Nyla believes Kashmiriyat is not some abstract idea, but the secular syncreticsm of Kashmir popularized by Sheikh Abdullah to defeat the centralizing strategies of successive regimes in Independent India. It includes the eradication of feudalism, the rights of the tiller to the land he worked on, education and health facilities, preservation of language, culture, art, and a political solution based upon the aspirations of the Kahsmiri people.

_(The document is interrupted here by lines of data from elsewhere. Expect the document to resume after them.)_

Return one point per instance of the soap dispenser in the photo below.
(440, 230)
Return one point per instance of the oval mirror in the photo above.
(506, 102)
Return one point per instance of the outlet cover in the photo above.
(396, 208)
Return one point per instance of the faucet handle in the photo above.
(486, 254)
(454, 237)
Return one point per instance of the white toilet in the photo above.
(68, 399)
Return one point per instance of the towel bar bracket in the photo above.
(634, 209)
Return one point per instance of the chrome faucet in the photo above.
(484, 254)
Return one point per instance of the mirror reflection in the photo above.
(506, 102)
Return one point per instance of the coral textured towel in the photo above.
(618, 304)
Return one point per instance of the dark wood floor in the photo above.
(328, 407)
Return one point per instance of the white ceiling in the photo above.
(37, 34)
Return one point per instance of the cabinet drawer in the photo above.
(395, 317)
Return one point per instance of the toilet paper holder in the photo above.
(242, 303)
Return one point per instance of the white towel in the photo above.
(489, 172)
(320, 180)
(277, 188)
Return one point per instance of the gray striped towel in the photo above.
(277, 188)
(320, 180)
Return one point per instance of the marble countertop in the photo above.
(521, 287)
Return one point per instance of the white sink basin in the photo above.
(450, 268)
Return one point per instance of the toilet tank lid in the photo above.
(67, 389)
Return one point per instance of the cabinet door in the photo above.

First published in America by Palgrave Macmillan in 2010, the Indian edition of the book has recently been published by Gulshan Books. Nyla’s work is a scholarly and literary analysis of her grandfather’s legacy. Along with the cultural, political, religious history of Kashmir, she articulates contemporary gender issues in the militarized social and cultural fabric of Kashmir. The 185-page book has an ‘Afterword’ by Ashish Nandy.

In the introduction, Nyla expresses her anguish lyrically, ‘ The seductive beauty of the valley of Kashmir that evoked a desire to live to the hilt, untarnished by sordid passions and murky politics, is now blemished with army camps and militant hideouts. The redness of the roses that once awakened sensuality now evokes the violent bloodshed and loss of innocent lives that now mangle the landscape. The land in which dervishes would willingly renounce the self is now a chessboard for wily politicians. The strains of mystical music are now drowned by the cacophonous sounds of hate and virulence. The lush meadows carpeted with daises reek of death and destruction. The soothing fragrance of pine covered hills have been overwhelmed by the odour of false promises and false hope’.

Nyla starts from the premise that the syncretic ethos of Kashmir has been violated by the outburst of religious nationalism, secular nationalism and ethno nationalism that have facilitated a political and social structural violence. Beginning with an introductory short history of Kashmir’s Hindu, Buddhist, Muslim and Sikh rule, Nyla delves into the conflicting political discourse in Kashmir including partition, plebiscite, autonomy, political debacles and the militarization of Kashmir.

‘Islam Women and Violence’, is the first thorough study of the tragedy of Kashmir done by a Kashmiri woman. Nyla writes dispassionately, but one can sense her passion and concern for Kashmir. In the chapter, ‘ Boundaries of Gender, Community and Nationhood’, Nyla uses the analytical tools of postmodernism and feminist criticism to focus on the role of women in Kashmir, that differentiates this book from others written on the subject.



From the fourteenth century Lal Ded, a mystic woman poet who laid the foundations of Kashmir’s syncretic culture to the present day Parveena Ahangar who represents the Association of the Parents of the Disappeared People, Nyla covers the vast canvas of Kashmir’s turbulent history. The book retrieves the tremendous impact of Lal Ded on the Muslim and Hindu communities. It details stories of those brave women who fought and those who continue to struggle for Kashmir’s integrity as a secular space. Nyla raises some valid and uncomfortable questions about the role of women and religion in conflict zones.

At the same time, the book reveals the complex realities of the beautiful and strife torn valley, and how women continue to suffer at the hands of both state and non-state actors. Nyla probes the role of reactionary women’s organisations such as the Dukhtaraan e Millat that use questionable tactics to propagate a patriarchal culture and enforce Islamic dress codes, robbing Kashmiri women of the freedom they traditionally enjoyed.

Nyla worries that the insurgency in Kashmir, India’s and Pakistan’s ideological differences could result in a crisis much worse than already exists. She is wary of the mistrust and paranoia of Hindu fundamentalist groups to rewrite the history of India and the recasting of Pakistani history by Islamist organizations. I look forward to Nyla’s next book and hope that she decides to play an active role in Kashmiri politics, to reclaim and reconstruct the ‘Kashmiriyat’ that she represents and loves.